Damion Romero Negative

[Pacrec; 2006]

Rating: 3/5

Styles: drone, harsh ambient
Others: Growing, Sunn O))), Skullflower

When I listen to LA-based feedback-sculptor Damion Romero’s latest slab, I can’t figure out whether I’m hearing tones blossom or decay. There’s a warm analog undercurrent running through Negative’s half-hour sheets-of-sound onslaught: the scathing amp blasts assume a mesmeric, tamboura-like quality, clean Frippertronic beds hum steadily, and crackling sounds (a fireplace? a beat-up LP?) frame everything. Played loud enough, Negative will melt your brain into a Gerber-y mush, but at a reasonable volume, it’s an engaging, layered work.

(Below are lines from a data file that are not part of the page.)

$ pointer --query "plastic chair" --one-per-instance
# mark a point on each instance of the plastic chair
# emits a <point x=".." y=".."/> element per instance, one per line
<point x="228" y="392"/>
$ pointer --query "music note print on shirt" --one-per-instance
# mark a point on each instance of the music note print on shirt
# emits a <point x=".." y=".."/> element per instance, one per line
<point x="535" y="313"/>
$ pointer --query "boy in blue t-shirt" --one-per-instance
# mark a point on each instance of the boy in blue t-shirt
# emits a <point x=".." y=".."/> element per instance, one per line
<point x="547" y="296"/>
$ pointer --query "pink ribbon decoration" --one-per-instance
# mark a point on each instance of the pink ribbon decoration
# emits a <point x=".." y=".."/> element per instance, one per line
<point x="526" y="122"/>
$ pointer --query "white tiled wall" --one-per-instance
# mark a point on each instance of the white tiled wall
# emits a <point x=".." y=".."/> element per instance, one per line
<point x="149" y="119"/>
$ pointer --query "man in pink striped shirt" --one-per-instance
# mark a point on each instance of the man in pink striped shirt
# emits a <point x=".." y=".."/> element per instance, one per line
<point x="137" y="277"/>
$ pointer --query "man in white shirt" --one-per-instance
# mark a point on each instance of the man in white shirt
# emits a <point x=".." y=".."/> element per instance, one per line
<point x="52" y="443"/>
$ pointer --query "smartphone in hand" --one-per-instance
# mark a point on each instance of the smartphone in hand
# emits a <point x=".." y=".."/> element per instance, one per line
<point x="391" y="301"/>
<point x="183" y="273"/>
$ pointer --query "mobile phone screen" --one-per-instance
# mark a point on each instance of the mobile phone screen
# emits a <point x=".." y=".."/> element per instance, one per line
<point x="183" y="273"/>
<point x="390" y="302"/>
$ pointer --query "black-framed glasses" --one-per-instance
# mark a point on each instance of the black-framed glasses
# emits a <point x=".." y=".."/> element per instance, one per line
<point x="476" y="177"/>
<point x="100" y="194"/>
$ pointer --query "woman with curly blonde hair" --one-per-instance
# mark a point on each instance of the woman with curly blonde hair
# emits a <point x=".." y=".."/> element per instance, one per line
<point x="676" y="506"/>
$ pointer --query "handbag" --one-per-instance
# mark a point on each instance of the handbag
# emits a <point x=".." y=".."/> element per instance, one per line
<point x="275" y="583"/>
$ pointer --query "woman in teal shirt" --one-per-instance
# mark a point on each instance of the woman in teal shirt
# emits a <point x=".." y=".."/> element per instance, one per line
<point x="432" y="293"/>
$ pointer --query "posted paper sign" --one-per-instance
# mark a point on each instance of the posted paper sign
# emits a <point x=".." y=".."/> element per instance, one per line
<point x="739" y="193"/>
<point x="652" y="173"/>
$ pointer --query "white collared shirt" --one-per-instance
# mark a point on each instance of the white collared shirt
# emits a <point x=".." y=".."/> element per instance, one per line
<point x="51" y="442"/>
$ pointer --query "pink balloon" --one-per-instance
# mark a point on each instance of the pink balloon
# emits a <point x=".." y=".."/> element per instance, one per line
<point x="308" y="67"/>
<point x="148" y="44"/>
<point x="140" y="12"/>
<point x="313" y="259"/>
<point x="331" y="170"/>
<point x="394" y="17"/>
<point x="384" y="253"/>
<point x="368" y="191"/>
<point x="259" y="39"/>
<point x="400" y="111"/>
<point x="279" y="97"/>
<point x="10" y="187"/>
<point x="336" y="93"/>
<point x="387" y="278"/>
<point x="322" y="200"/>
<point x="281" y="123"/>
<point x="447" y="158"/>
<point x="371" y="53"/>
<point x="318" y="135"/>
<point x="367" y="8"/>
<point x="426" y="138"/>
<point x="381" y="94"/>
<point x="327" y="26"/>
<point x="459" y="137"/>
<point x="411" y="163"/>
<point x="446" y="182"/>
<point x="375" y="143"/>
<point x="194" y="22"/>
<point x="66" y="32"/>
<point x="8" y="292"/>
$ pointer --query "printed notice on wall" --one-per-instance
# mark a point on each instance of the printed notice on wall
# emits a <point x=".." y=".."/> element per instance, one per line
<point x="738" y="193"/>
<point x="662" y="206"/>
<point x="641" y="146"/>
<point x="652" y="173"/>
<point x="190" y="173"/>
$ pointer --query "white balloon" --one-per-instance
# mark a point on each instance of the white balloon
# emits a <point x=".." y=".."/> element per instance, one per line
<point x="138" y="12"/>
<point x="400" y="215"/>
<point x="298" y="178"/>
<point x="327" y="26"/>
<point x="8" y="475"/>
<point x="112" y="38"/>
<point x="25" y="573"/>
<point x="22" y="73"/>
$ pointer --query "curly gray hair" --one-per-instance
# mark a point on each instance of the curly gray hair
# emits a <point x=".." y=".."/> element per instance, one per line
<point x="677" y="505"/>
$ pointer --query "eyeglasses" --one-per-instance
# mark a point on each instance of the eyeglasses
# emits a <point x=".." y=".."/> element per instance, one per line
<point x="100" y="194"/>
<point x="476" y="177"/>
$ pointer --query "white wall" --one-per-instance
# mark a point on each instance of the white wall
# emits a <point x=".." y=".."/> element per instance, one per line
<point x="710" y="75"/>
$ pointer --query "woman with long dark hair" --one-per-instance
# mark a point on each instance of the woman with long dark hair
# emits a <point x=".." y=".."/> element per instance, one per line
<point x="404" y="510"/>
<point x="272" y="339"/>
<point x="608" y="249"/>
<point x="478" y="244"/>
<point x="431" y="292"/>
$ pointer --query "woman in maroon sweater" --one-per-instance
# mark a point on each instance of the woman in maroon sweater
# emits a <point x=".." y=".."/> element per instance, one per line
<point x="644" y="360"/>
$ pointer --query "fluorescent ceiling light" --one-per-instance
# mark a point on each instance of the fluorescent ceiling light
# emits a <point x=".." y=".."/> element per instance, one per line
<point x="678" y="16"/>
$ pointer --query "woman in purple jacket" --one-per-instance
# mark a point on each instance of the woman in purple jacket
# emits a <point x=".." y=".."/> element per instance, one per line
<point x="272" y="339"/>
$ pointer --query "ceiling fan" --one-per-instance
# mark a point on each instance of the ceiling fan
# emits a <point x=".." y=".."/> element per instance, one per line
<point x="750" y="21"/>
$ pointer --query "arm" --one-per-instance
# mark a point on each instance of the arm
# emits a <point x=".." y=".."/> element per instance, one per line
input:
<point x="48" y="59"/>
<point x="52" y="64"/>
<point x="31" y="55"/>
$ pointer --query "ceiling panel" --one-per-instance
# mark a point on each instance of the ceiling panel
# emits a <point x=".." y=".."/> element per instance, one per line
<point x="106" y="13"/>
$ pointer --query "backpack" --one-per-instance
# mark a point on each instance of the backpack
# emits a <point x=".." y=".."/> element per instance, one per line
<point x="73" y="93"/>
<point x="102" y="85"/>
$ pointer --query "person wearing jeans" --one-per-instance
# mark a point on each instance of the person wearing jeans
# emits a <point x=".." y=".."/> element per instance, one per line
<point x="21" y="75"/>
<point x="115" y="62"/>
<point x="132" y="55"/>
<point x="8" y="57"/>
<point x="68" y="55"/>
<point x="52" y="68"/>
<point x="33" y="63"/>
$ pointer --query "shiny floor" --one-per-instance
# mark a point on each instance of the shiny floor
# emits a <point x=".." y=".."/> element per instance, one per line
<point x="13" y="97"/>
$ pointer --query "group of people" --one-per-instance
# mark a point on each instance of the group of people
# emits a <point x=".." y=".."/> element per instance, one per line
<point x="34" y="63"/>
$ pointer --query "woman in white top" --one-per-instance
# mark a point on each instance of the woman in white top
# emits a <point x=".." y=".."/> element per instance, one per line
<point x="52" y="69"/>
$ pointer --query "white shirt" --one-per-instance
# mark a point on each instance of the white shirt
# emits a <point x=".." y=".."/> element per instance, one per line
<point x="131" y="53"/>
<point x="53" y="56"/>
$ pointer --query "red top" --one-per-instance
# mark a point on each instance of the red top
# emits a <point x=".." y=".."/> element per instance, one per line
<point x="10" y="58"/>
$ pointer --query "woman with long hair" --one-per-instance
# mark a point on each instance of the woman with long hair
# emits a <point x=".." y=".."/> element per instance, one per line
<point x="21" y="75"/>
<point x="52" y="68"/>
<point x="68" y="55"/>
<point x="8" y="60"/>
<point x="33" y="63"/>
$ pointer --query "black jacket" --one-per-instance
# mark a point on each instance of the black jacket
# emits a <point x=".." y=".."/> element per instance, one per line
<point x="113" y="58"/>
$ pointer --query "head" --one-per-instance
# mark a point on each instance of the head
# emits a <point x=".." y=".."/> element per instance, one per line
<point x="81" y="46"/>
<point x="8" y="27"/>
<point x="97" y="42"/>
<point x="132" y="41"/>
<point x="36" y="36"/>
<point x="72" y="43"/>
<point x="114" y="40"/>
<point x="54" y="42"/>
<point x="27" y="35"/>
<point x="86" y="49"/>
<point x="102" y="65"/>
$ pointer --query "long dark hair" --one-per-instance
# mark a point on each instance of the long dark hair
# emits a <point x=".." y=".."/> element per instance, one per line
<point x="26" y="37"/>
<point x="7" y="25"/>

You’ve got to grant Romero the right to establish stasis as a valid aesthetic goal if you’re going to enjoy this disc, though. Negative doesn’t really “go” anywhere, even as its tones refract and modulate. And the packaging doesn’t tell us why the music is so static – there’s no written mission statement, and the cover – a mangled car falling to the ground – is quite dynamic. So many of us will be quick to chide Romero for producing art that lacks a direction and a purpose. Don’t be so quick to do that: instead admire just how fully Romero has disentangled his music from conceptualism. With no intelligible formal conceits buttressing it and no high-minded theories stated plainly, Negative can only be grasped through listening. It doesn’t conform to a set of conventions, and it doesn’t level a philosophical argument that can be restated in prose. It is instead of-the-moment, visceral, almost entirely beyond language. And if you’re the type who bemoans what the internet has done to music – the way MP3s have supplanted CDs, the fact that one can gain access to any musical subculture imaginable without undergoing said subculture’s on-site initiation rites, the idea that MySpace is allowing more artists to sign contracts on the strength of their recordings rather than their reputations as live acts – then you should appreciate Romero’s suggestion that being-there-is-the-only-mode-of-being. And if you’re not that type, then just mark this album down as another of noise rock’s rockist fouls.